Власова медлит, не отводя взгляда в сторону. Теряется на пару мгновений в сумбурности собственных мыслей. И буквально выдыхает вместе с воздухом и нерешительностью его имя, как-то необъяснимо иначе начавшее звучать из её уст. Так неожиданно и в тоже время ненавязчиво, что она и сама не заметила, когда это началось.
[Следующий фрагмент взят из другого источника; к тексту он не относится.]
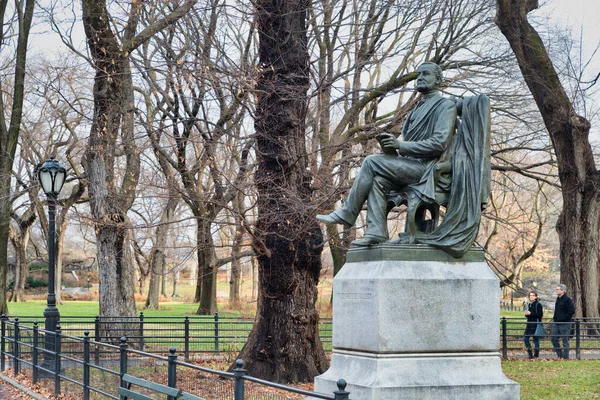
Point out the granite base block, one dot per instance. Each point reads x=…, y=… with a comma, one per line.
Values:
x=433, y=376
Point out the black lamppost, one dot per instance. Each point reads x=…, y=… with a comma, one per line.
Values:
x=52, y=177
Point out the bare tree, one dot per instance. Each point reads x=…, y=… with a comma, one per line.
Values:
x=11, y=112
x=199, y=94
x=578, y=224
x=284, y=343
x=112, y=162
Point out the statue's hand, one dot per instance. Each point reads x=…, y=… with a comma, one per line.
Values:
x=388, y=140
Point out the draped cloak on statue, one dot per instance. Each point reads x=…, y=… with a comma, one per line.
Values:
x=470, y=186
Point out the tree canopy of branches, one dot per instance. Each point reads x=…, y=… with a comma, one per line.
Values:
x=578, y=224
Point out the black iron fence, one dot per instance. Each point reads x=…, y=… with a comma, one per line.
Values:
x=584, y=338
x=191, y=334
x=72, y=367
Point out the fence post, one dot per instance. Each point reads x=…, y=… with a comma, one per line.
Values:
x=3, y=343
x=504, y=346
x=57, y=340
x=97, y=340
x=341, y=393
x=141, y=331
x=34, y=355
x=86, y=365
x=239, y=372
x=123, y=360
x=186, y=338
x=16, y=348
x=172, y=370
x=578, y=338
x=217, y=332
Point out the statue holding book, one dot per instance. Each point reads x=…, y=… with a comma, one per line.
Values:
x=431, y=159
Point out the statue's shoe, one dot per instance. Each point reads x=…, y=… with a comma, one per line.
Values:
x=332, y=218
x=367, y=241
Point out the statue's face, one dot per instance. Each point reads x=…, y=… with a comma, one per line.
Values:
x=426, y=78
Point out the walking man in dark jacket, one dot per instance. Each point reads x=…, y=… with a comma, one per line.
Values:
x=564, y=310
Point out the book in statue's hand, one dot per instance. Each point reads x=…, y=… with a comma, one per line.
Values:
x=386, y=150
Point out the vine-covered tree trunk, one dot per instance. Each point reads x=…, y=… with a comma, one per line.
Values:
x=578, y=224
x=284, y=343
x=10, y=128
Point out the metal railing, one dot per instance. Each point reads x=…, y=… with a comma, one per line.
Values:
x=71, y=367
x=584, y=337
x=191, y=334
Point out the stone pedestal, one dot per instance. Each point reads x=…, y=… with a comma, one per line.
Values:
x=411, y=322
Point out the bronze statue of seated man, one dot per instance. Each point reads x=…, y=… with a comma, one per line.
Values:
x=427, y=135
x=438, y=153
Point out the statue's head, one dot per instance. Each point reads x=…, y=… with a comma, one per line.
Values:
x=429, y=77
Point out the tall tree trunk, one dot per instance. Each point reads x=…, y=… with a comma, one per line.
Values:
x=109, y=203
x=112, y=135
x=236, y=261
x=579, y=222
x=284, y=344
x=206, y=288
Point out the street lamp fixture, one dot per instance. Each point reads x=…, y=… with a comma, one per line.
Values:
x=52, y=177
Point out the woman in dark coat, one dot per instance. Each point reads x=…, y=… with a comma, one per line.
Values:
x=534, y=314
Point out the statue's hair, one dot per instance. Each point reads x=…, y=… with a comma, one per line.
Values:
x=438, y=71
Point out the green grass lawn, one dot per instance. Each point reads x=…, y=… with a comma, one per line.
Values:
x=555, y=380
x=167, y=309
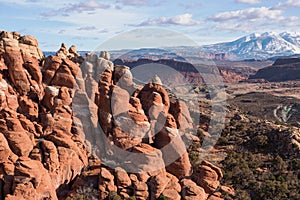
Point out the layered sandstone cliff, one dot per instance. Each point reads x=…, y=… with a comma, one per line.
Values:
x=51, y=110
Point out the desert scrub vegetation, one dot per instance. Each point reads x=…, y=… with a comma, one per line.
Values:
x=258, y=167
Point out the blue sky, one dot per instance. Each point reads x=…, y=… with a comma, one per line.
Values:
x=88, y=23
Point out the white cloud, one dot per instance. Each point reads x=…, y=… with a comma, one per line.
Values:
x=90, y=5
x=134, y=2
x=251, y=14
x=251, y=19
x=248, y=1
x=182, y=20
x=288, y=4
x=87, y=28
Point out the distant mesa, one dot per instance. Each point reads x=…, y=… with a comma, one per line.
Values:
x=284, y=69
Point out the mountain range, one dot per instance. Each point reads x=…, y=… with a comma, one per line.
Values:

— Стёп, мы с тобой взрослые люди, — заключает наконец Маргарита, слишком отчётливо чувствуя, что воздуха в лёгких остаётся на считанные мгновения, — можем себе позволить просто спать. Без обязательств и всей этой мишуры. Всем ведь хорошо, — голос понижается до полушёпота словно бы сам собой, и Риты хватает только на то, чтобы ускользнуть от не просто друга как можно быстрее.

**

Обыск — одна из типичных процедур оперативника в его рабочую смену. Обыск в трёхкомнатной квартире с множеством шкафчиков-ящичков-коробочек-пакетиков — довольно растягивающееся по времени занятие. Но когда горячо любимая тобой напарница не желает соглашаться на мало-мальски светские выходы, эта неприятность становится довольно заметным плюсом.

Пусть на обыске, а не в каком-нибудь ближайшем кинотеатре или уютном кафе, но хоть так они вдвоём. Вдали от конторы и знающих их глаз. Как будто бы более открытые, «спалить» свои совместные вечера не опасающиеся.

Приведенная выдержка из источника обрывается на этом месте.